The implementations described here are relevant to electronic storage devices, computers, communications networks, web browsers, or any other system or device used for browsing ad storing informational resources such as web pages, documents, images, or the like.

Various embodiments of the present principles can take the form of an entirely hardware implementation, an entirely software implementation or an implementation including both hardware and software elements. According to one aspect, the present principles are implemented in software, which includes but is not limited to firmware, resident software, microcode, etc.

Furthermore, the present principles can take the form of a computer program product accessible from a computer-usable or computer-readable medium providing program code for use by or in connection with a computer or any instruction execution system. For the purposes of this description, a computer-usable or computer readable medium can be any apparatus that may include, store, communicate, propagate, or transport the program for use by or in connection with the instruction execution system, apparatus, or device. The medium can be an electronic, magnetic, optical, electromagnetic, infrared, or semiconductor system (or apparatus or device) or a propagation medium. Examples of a computer-readable medium include a semiconductor or solid state memory, magnetic tape, a removable computer diskette, a random access memory (RAM), a read-only memory (ROM), a rigid magnetic disk and an optical disk. Current examples of optical disks include compact disk-read only memory (CD-ROM), compact disk-read/write (CD-R/W) and DVD.

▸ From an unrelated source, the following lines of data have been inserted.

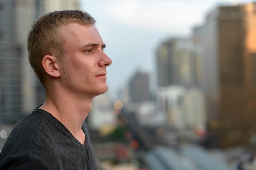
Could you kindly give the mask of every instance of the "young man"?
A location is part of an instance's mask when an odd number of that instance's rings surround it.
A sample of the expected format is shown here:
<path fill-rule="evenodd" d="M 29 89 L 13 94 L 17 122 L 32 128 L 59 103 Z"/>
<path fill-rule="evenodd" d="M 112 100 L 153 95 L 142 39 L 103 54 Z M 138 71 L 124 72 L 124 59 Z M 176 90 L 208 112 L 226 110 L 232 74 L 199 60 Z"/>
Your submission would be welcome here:
<path fill-rule="evenodd" d="M 95 22 L 85 11 L 64 10 L 33 25 L 29 59 L 46 98 L 9 136 L 0 169 L 97 169 L 84 121 L 93 98 L 108 89 L 112 61 Z"/>

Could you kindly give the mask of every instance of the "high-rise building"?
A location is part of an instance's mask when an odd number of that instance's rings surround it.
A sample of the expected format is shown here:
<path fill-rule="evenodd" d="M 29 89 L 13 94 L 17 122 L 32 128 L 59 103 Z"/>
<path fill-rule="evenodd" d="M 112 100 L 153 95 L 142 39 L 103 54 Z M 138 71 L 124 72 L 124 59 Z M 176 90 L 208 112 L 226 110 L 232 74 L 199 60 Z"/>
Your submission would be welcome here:
<path fill-rule="evenodd" d="M 256 134 L 256 3 L 220 6 L 194 30 L 203 58 L 210 146 L 249 144 Z"/>
<path fill-rule="evenodd" d="M 189 38 L 171 38 L 163 42 L 157 52 L 158 87 L 200 85 L 202 60 L 197 50 Z"/>
<path fill-rule="evenodd" d="M 129 93 L 130 102 L 139 104 L 150 100 L 148 74 L 138 71 L 130 81 Z"/>
<path fill-rule="evenodd" d="M 0 122 L 20 120 L 44 100 L 28 59 L 31 24 L 50 11 L 79 8 L 77 0 L 0 1 Z"/>
<path fill-rule="evenodd" d="M 22 46 L 15 41 L 14 1 L 0 2 L 0 122 L 22 117 Z"/>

A data processing system suitable for storing and/or executing program code may include at least one processor coupled directly or indirectly to memory elements through a system bus. The memory elements can include local memory employed during actual execution of the program code, bulk storage, and cache memories which provide temporary storage of at least some program code to reduce the number of times code is retrieved from bulls storage during execution. Input/output or I/O devices (including but not limited to keyboards, displays, pointing devices, etc.) may be coupled to the system either directly or through intervening I/O controllers.

Network adapters may also be coupled to the system to enable the data processing system to become coupled to other data processing systems or remote printers or storage devices through intervening private or public networks. Modems, cable modem and Ethernet cards are just a few of the currently available types of network adapters.

The methods and systems disclosed herein may be implemented as web pages accessed via a web browser. Alternatively, the system may be advantageously embodied as a standalone software program, or as any combination of standalone software and web pages. The system may tale on any form where software is capable of collecting, compiling, and providing medical records to a portable records storage device. Hereinafter, where the present principles are referred to as being embodied in software, any embodiment of the present principles may be implemented without deviating from the scope of the present principles.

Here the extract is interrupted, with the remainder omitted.